Quoique ambigu, le terme de « croyance » est spontanément frappé d'une connotation dépréciative. Qualifier de croyance une opinion, une idée ou une thèse, c'est en général vouloir lui ôter toute crédibilité et présupposer l'incertitude voire le manque de sérieux. L'irrationnel ne semble plus très loin et la croyance en question rejoint alors une farandole fantaisiste en étant reléguée du côté de la sorcellerie, des ectoplasmes, de la numérologie ou des extraterrestres... Dommage sans aucun doute, car du même coup, la qualification de croyance met fin à tout examen. La messe est dite : « C'est une croyance » semble sous-entendre « c'est faux ». Bien sûr, il est certaines croyances que l'on juge plus respectables, parce qu'elles semblent échapper par nature à la question du vrai ou du faux, étant entendu qu'elles touchent à des questions indécidables. Tel est le cas des croyances religieuses. La raison en est sans doute que les croyances religieuses ont perdu toute prétention de démonstration à proprement parler. Pendant longtemps, on a cherché à faire la preuve de manière définitive de l'existence de Dieu. Au xviiie siècle, Emmanuel Kant a donné un véritable coup d'arrêt à ces tentatives, non en voulant annihiler les croyances mais en leur offrant un asile. En soutenant que tout ce qui dépassait les limites de l'expérience n'était pas connaissable, il les mettait en effet à l'abri de la raison : « Il me fallait donc mettre de côté le savoir afin d'obtenir de la place pour la croyance 1. » En limitant le savoir, il promouvait la croyance sur les questions métaphysiques.
La croyance ne peut pas être appréhendée seulement du point de vue de sa vérité. Il y a du reste des croyances vraies (ainsi si je crois que ce champignon est vénéneux, et cela se trouve être le cas, non pas parce que j'ai des connaissances réelles sur les champignons mais tout simplement parce qu'on m'a dit que ce type de champignons était vénéneux) tout comme il y a des croyances fausses (croire que la Terre est plate par exemple). Croire, c'est donner son assentiment à une représentation ou à un jugement dont la vérité n'est pas garantie. « Humain, trop humain »..., nous sommes souvent condamnés à croire là où nous n'avons pas les moyens de savoir. Le sentiment subjectif qui caractérise la croyance peut être plus ou moins fort : quand je dis « je crois en l'existence de Dieu » ou « je crois qu'il fera beau demain », la forme de confiance engagée n'est bien sûr pas la même. En tout cas, ce n'est pas la vérité ou la fausseté qui la caractérise, et les sciences humaines s'avèrent fructueuses quand elles abordent les croyances indépendamment de leur rapport à la vérité proprement dite.
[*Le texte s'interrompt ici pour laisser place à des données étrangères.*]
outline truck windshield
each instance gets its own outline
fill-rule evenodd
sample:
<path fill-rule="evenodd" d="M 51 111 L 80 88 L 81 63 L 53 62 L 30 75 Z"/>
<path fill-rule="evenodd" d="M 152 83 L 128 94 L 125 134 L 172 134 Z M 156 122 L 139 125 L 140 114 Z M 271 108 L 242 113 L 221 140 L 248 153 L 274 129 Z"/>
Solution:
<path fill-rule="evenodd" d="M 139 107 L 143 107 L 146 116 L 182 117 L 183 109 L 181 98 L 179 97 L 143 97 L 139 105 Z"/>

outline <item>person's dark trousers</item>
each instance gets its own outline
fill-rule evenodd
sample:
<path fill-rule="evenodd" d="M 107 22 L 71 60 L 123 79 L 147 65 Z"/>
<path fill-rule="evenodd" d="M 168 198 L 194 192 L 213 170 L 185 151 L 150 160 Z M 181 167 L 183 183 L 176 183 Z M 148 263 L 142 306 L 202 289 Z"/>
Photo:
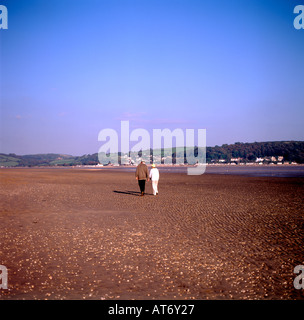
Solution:
<path fill-rule="evenodd" d="M 145 193 L 146 180 L 138 180 L 139 189 L 142 195 Z"/>

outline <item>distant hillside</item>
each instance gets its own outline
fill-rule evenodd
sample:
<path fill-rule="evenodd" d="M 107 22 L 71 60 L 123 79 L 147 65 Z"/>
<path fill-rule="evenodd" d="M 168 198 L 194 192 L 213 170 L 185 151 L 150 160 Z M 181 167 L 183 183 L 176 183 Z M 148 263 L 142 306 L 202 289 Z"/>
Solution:
<path fill-rule="evenodd" d="M 146 151 L 149 153 L 149 151 Z M 194 152 L 195 153 L 195 152 Z M 150 150 L 150 154 L 153 151 Z M 163 156 L 172 157 L 173 163 L 176 158 L 185 159 L 183 148 L 173 150 L 166 149 Z M 105 154 L 102 155 L 103 163 L 111 161 Z M 206 148 L 207 163 L 304 163 L 304 141 L 271 141 L 234 144 Z M 96 165 L 98 154 L 83 156 L 71 156 L 65 154 L 35 154 L 23 155 L 0 154 L 0 167 L 32 167 L 32 166 L 74 166 Z"/>

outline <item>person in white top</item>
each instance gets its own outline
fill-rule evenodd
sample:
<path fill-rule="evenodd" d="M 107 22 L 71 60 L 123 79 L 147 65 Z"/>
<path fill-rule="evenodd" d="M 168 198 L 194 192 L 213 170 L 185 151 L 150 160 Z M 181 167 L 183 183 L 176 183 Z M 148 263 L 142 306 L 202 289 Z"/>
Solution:
<path fill-rule="evenodd" d="M 158 195 L 158 180 L 159 180 L 159 170 L 155 167 L 155 164 L 152 164 L 150 170 L 150 179 L 152 181 L 153 195 Z"/>

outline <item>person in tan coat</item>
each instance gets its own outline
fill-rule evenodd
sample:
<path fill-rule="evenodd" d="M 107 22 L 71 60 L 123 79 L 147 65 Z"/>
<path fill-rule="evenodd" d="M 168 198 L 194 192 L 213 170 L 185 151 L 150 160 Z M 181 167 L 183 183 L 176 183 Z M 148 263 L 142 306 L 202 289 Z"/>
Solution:
<path fill-rule="evenodd" d="M 146 181 L 149 181 L 149 171 L 144 161 L 141 161 L 140 164 L 137 166 L 135 177 L 136 177 L 136 180 L 138 180 L 141 196 L 144 196 Z"/>

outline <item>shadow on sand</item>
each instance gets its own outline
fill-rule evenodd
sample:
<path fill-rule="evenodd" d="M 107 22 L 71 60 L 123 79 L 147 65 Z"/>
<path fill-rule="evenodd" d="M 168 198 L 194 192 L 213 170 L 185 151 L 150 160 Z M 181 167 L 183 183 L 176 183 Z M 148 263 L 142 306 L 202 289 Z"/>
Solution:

Les croyances en disent long sur nos sociétés et ont une histoire. Elles sont le reflet de nos préoccupations, de notre « image du monde » et de notre organisation sociale. En ce sens, toutes doivent être prises au sérieux. Si l'anthropologie s'est beaucoup intéressée aux croyances des sociétés lointaines et l'histoire à celles du passé, il s'avère également indispensable d'interroger nos croyances d'aujourd'hui afin de mieux comprendre le monde contemporain.
Battons d'emblée en brèche un préjugé : les croyances ne disparaissent pas avec les progrès de la science. Comme le montre le sociologue Gérald Bronner (voir l'article, p. 32), les sociétés contemporaines ne croient pas moins qu'hier. Certaines croyances perdent du terrain et parfois meurent, mais d'autres naissent. Au xixe siècle, le progrès scientifique semblait être à même de les faire reculer. Belle illusion : les croyances modernes se nourrissent également parfois de la science et des innovations scientifiques qui élargissent les limites du concevable. Ainsi, les récentes recherches sur le clonage, notamment humain, alimentent aujourd'hui bien des croyances fantasmatiques, puisque certains y voient même la perspective d'une certaine forme d'immortalité. En outre, l'information disponible est croissante mais n'a pas pour corollaire une diminution de la croyance. La surabondance même de l'information rend sa vérification difficile.